WASHINGTON — US regulators have given the green light to Lockheed Martin's acquisition of Sikorsky Aircraft, according to filings made Thursday with the Securities and Exchange Commission by Lockheed and Sikorsky parent company United Technologies Corp.
The filings, first reported by Reuters, signal that Lockheed's $9 billion purchase of the American helicopter maker will not be subject to a second request for information from US regulators, which could have postponed the deal's closing substantially. Instead, the deal appears to be on track to close in the 4th quarter of 2015 or the first quarter of 2016, as Lockheed had hoped when the defense giant announced the deal on July 20.
Regulators in Japan and South Korea have also reviewed the deal, the SEC filing states.
Effectively, US regulators reviewed the deal for two months, said Jeff Bialos, a partner at Sutherland Asbill & Brennan who specializes in aerospace and defense M&A and previously served as the Pentagon's deputy undersecretary of defense for industrial policy.

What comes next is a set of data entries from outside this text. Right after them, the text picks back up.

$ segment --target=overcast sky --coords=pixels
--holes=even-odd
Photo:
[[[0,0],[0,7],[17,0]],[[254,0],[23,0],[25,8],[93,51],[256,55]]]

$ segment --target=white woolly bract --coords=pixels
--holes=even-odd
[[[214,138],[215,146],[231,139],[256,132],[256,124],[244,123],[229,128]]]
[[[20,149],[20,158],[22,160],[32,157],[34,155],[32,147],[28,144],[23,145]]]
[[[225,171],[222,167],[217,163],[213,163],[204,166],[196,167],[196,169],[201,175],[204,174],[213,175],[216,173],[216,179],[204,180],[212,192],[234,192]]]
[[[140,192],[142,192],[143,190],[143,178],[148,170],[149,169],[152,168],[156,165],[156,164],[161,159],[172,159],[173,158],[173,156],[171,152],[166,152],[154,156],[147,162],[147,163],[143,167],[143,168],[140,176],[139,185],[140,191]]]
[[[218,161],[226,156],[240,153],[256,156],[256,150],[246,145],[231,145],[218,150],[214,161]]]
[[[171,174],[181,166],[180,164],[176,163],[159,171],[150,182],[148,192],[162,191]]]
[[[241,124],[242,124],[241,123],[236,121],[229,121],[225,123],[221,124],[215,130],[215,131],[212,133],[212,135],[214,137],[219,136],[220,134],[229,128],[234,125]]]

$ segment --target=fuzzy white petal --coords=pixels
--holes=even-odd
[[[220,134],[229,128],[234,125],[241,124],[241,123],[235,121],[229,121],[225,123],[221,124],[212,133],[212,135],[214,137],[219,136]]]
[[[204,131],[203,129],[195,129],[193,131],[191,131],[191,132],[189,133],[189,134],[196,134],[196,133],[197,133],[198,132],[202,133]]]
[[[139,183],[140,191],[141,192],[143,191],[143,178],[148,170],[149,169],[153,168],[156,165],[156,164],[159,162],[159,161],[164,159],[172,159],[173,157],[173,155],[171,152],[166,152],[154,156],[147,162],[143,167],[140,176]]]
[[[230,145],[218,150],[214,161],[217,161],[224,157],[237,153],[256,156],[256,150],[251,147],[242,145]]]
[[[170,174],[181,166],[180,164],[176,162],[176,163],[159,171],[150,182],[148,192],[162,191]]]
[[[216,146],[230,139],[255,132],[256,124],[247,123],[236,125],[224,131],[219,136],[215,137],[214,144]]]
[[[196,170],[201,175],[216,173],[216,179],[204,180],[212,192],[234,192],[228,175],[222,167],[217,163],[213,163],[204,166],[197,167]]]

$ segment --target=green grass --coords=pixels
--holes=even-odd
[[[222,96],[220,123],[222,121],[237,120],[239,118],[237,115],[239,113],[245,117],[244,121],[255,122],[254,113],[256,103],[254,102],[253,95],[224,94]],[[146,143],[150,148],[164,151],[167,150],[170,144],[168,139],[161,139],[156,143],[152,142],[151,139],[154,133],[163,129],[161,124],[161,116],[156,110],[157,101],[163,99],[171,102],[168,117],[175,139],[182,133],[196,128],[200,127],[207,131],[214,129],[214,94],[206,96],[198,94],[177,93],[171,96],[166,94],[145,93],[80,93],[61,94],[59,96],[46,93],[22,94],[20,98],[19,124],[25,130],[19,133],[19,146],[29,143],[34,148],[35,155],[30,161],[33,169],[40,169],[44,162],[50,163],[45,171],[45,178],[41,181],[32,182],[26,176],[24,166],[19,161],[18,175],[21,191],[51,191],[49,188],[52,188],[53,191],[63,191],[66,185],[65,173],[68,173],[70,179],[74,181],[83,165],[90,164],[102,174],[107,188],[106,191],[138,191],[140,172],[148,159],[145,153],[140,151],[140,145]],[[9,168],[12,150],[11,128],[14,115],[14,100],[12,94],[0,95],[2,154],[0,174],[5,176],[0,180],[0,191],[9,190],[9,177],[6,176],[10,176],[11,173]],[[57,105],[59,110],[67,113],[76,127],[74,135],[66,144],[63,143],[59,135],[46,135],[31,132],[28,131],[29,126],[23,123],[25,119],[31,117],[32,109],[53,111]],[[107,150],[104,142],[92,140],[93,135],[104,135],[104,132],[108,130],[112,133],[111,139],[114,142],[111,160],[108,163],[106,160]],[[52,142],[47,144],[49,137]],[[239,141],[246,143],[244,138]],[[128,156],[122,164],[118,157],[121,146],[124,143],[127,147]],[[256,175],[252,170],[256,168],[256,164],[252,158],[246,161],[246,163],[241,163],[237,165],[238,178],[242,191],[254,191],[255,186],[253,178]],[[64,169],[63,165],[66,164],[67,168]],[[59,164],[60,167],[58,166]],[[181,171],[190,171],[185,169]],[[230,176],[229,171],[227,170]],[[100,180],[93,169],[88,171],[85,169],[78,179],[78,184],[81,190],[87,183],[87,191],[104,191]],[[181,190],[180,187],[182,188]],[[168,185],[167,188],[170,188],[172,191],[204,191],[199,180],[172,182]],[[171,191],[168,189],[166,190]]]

"That's reasonably quick for a transaction of this size and scope," he said. "It's somewhat surprising that a deal of this magnitude didn't go to a full second request."
Government regulators spent a longer period reviewing the merger between Orbital Sciences Corp. and Alliant Techsystems into what became Orbital ATK, he said.
"There are similar types of issues here, so one would have anticipated that it would have taken longer," he said.
Bialos cautioned that the speedy approval of the deal, which may still need approval from other agencies in Europe and China, does not signal a broad philosophical change toward consolidation from the DoD.
"I would not take this to be an open season on large defense mergers, especially among primes," he said. "Rather, I would take this to mean that the facts in this particular case didn't lend themselves to an anti-competitive result."